High breakfast TV salaries 'alienate' viewers, says Nick Owen
Former TV-am host Nick Owen has claimed viewers are put off watching ITV's breakfast shows because of the high salaries paid to big-name presenters.
It comes as former BBC Breakfast host Susanna Reid prepares to front new show Good Morning Britain from next week, in a deal reported to be worth £1 million.
It replaces Daybreak, whose highly-paid launch presenters Adrian Chiles and Christine Bleakley lasted one year.
Owen said press speculation about big salaries can "alienate viewers".
"Here's someone on a million pounds - you will enjoy them! Who can relate to a presenter like that?" he added.

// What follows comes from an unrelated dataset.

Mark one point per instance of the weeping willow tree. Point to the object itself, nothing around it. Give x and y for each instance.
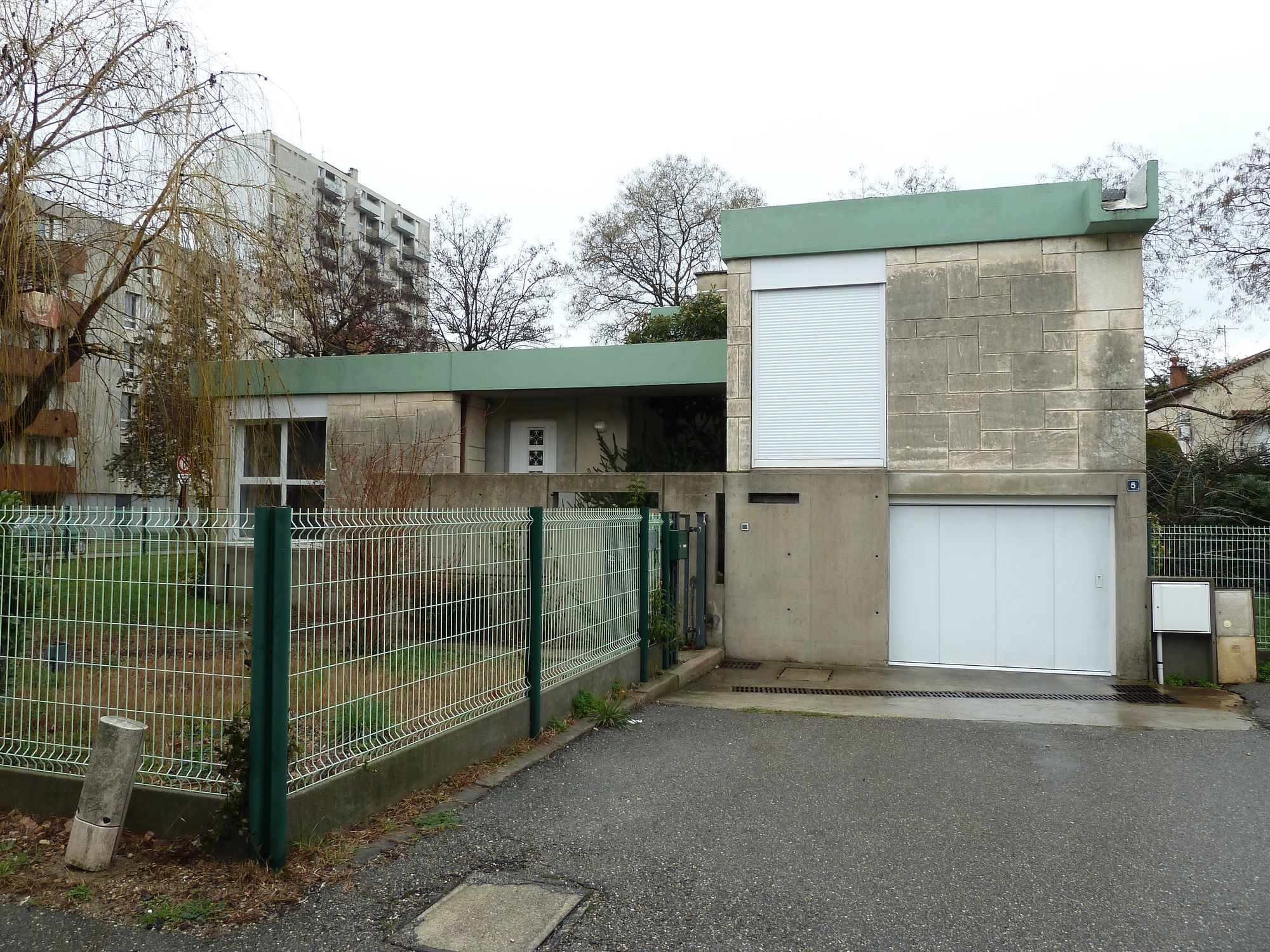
(110, 129)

Owen has extensive experience with breakfast TV, having started at TV-am's Good Morning Britain show in 1983 as a sports reporter before going on to become a main presenter with Anne Diamond until 1986.

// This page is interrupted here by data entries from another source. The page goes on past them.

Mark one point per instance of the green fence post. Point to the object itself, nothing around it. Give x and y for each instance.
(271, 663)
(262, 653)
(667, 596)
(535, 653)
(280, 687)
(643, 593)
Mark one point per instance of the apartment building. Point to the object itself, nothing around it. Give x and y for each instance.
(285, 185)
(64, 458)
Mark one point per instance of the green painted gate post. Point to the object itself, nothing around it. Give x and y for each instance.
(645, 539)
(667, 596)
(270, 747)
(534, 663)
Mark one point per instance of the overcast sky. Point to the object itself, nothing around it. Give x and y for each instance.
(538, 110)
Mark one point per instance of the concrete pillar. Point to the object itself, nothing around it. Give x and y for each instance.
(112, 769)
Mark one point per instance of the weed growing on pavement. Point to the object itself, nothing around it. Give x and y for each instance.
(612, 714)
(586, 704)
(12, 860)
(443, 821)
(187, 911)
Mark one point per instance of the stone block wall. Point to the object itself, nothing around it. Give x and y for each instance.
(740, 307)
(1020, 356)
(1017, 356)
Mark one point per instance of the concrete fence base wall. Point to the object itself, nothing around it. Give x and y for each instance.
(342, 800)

They helped to turn around the show's fortunes and it went on to be very successful.
Owen rejoined Diamond on the sofa in 1992 to co-present Good Morning with Anne and Nick on BBC One until 1996, and he now presents for the BBC's Midlands Today programme.
End Quote Susanna Reid
At the age of 43, I have got three children and I have been a journalist for more than 20 years - and so I do hope I know a few things about quite a lot of stuff.”
"I joined TV-am after a raft of big names had failed - David Frost, Michael Parkinson, Anna Ford, Angela Rippon... they'd not caught on with the viewers at all," Owen told the Radio Times.
"They'd been turned down by Terry Wogan and Michael Aspel, so I was filling in until they could find someone, basically.
"But because no-one was watching, we could try things out."
Reid has said she quit the BBC last month after "a fabulous two decades" as the new ITV job was a "fantastic opportunity".
"At the age of 43, I have got three children and I have been a journalist for more than 20 years - and so I do hope I know a few things about quite a lot of stuff," Reid said.
"It's not often in your career you get the opportunity to build something new that is really exciting and so engaging.
"I do like to challenge myself and do things that are different. It's good to push yourself."
Since Daybreak replaced GMTV in 2010, ITV has continued to struggle to compete with BBC Breakfast's viewing figures.
On Thursday 17 April, an average of 489,300 tuned in to Daybreak while an average 1.38 million watched Breakfast on BBC One.
ITV has not commented on how much Reid will be paid when she joins Ben Shephard, Charlotte Hawkins and Sean Fletcher on Good Morning Britain.
The presenter has said she is less nervous about fronting the new show than she was about appearing on Strictly Come Dancing last year.
"I don't dread anything. Even the early morning alarm clock," she told the Radio Times.
"When you have done Strictly Come Dancing live on a Saturday night in front of millions... I'll never be that nervous again."
Daybreak has gone through both line-up changes and four different editors since its inception in 2010.
Lorraine Kelly and Aled Jones became Daybreak's presenters in September 2012, taking over from former GMTV presenter Kate Garraway and Dan Lobb.
The pair had been filling in since Adrian Chiles and Christine Bleakley left the programme in November 2011, 14 months after Daybreak's highly publicised launch.
ITV's head of daytime programmes Helen Warner said Good Morning Britain's number one priority would be "engaging, news-driven content".